The previously unpublished 2024 guidance from former President Joe Biden’s Justice Department generally cautioned U.S. attorneys to use discretion in prosecuting federal cannabis cases, particularly for offenses that qualified people for pardons during his term. But one section seems especially relevant as the Supreme Court takes on a case challenging the constitutionality of the current federal gun statute.
In interviews with Marijuana Moment, several Republican senators shared their views on the federal ban on gun possession by people who use marijuana—with one saying that if alcohol drinkers can lawfully buy and use firearms, the same standard should apply to cannabis consumers.
The ruling comes amid several key federal developments on cannabis and firearms.
The Bureau of Alcohol, Tobacco, Firearms and Explosives in May posted a proposed revised version of Form 4473, which must be filled out by anyone purchasing a gun from a federally licensed firearms dealer, to acknowledge the federally legal status of medical marijuana under the Trump administration’s recent move to reschedule the drug.
The change is likely due to the fact that in April, Acting Attorney General Todd Blanche issued an order that immediately moved marijuana products regulated by a state medical cannabis license to Schedule III of the Controlled Substances Act (CSA), and similarly rescheduled marijuana products that are approved by the Food and Drug Administration (FDA).
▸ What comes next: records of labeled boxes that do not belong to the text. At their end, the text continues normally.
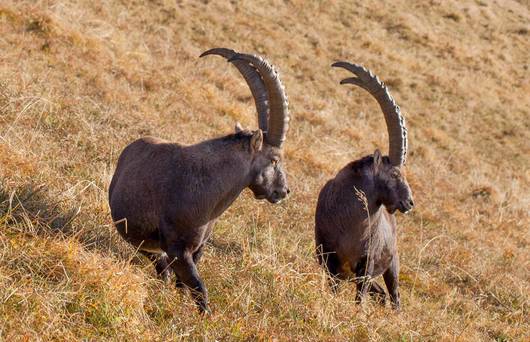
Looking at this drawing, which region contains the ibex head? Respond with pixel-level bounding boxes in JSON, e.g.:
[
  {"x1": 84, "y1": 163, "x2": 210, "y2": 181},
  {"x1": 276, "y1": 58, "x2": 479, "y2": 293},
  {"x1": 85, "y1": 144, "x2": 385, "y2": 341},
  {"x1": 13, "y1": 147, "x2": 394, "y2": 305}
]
[
  {"x1": 332, "y1": 62, "x2": 414, "y2": 213},
  {"x1": 373, "y1": 150, "x2": 414, "y2": 214},
  {"x1": 201, "y1": 48, "x2": 290, "y2": 203}
]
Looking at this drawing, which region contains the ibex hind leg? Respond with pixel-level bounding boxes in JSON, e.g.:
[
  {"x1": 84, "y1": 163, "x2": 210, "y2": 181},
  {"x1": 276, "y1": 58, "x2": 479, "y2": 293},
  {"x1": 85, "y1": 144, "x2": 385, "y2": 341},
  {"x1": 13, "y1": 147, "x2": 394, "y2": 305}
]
[
  {"x1": 317, "y1": 246, "x2": 340, "y2": 293},
  {"x1": 383, "y1": 254, "x2": 401, "y2": 311},
  {"x1": 140, "y1": 251, "x2": 172, "y2": 283},
  {"x1": 355, "y1": 258, "x2": 386, "y2": 305}
]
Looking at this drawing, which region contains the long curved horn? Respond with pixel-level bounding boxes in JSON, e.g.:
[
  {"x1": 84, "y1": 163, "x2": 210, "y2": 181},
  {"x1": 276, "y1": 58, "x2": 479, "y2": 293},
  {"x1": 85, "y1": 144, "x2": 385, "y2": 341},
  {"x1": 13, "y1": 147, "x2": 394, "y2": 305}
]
[
  {"x1": 229, "y1": 53, "x2": 289, "y2": 148},
  {"x1": 199, "y1": 48, "x2": 269, "y2": 132},
  {"x1": 331, "y1": 62, "x2": 408, "y2": 166}
]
A hearing to consider broader cannabis rescheduling is scheduled for this month.
Sauer, the solicitor general, sent the justices a letter in April arguing that the Trump administration’s move to federally reschedule marijuana should not impact their decision in the Hemani case.
Separately in April, Blanche had suggested that the Trump administration may soon stop aggressively defending 922(g)(3), the federal law that criminalizes gun possession by people who consume marijuana and other illegal drugs.
ATF also moved earlier this year to loosen rules that bar people who consume marijuana and other illegal drugs from being able to lawfully purchase and possess guns by making it so fewer people would be affected.
The interim final rule from ATF, which is currently open for public comment through June 30, seeks to update the definition of “unlawful user of or addicted to any controlled substance” under an existing policy that has been interpreted to deny Second Amendment rights to people who have used illegal substances a single time within the past year.